Ripple CEO Brad Garlinghouse tweeted on Tuesday that he and the company have settled a lawsuit they filed against YouTube over a flood of videos in which scammers uploaded clips of Garlinghouse to promote various crypto hustles.
The phenomenon of scammers using social media to hijack the names and images of prominent executives has been pervasive not only in the cryptocurrency world, but in the business world in general. Impostors have also sought to impersonate high profile CEOs like Elon Musk and Richard Branson on social media in order to rip off the public.
Ripple and Garlinghouse filed the lawsuit against YouTube last April, claiming the Google-owned company turned a blind eye to the problem, and even profited from it by letting the scammers purchase keywords to help them target crypto enthusiasts.

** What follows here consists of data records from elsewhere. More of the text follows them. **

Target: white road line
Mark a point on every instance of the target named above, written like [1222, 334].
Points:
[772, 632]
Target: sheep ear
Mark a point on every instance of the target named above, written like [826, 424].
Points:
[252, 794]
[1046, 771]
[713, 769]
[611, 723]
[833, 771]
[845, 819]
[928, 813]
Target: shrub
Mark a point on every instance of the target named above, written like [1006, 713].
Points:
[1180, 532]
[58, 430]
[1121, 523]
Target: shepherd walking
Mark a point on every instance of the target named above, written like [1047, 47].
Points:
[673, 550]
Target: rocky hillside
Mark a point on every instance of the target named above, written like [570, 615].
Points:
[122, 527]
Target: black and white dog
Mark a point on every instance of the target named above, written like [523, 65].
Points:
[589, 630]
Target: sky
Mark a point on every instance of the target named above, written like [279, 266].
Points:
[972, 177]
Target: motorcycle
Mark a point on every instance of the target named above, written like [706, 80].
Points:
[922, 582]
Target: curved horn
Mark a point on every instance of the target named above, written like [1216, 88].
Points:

In a series of tweets, Garlinghouse said the settlement would result in Ripple and YouTube working together "to prevent, detect and take down these scams." He also noted the company has been using a forensics company to track stolen funds related to the scams, but added that social media companies needed to do more or "it's still just whack-a-mole."
Social platforms are starting to acknowledge their role in allowing crypto scams to persist and recognize the need to be part of the solution. Some like @xrpforensics are helping detect/track stolen funds, but platforms need to lead the charge or it’s still just whack-a-mole. 2/3
— Brad Garlinghouse (@bgarlinghouse) March 9, 2021
In a phone interview with Decrypt on Tuesday, Garlinghouse shared that the legal settlement will involve YouTube and Ripple funding a non-profit together dedicated to helping victims of cybercrime.
Ripple declined to provide additional details, such as how much the companies will contribute and whether the fund would provide cash compensation. The company said it will share more information once the legal work is finalized.
Garlinghouse expressed frustration with social media companies in general, claiming they are highly profitable and could afford to do more to police their platforms and kick out the impostors. He described an incident in which he personally reported a fake Brad Garlinghouse account to Instagram, only to be told that Instagram decided the account wasn't impersonating him. Garlinghouse added that he has also received violent threats from those who had been fleeced in crypto scams, and believed that he had been involved.
"I’ve been in Silicon Valley for 24 years. All of the major tech platforms need to take ownership of not only the good they're doing, but how they are being abused," he said, noting that he devoted considerable resources to policing bad actors when he was a senior executive at Yahoo.
Garlinghouse also said he is open to calls for reforming Section 230, a powerful law that protects tech companies from being liable for the behavior of their users.
The settlement in the YouTube lawsuit came after a judge threw out an earlier version of Ripple's lawsuit, citing Section 230. In that ruling, the judge described how the scammers had taken over YouTube channels and populated them with fake Ripple content, noting that, "In some ways, [YouTube] too is a victim of the hijacking."
Google did not respond to a request for comment about the YouTube settlement.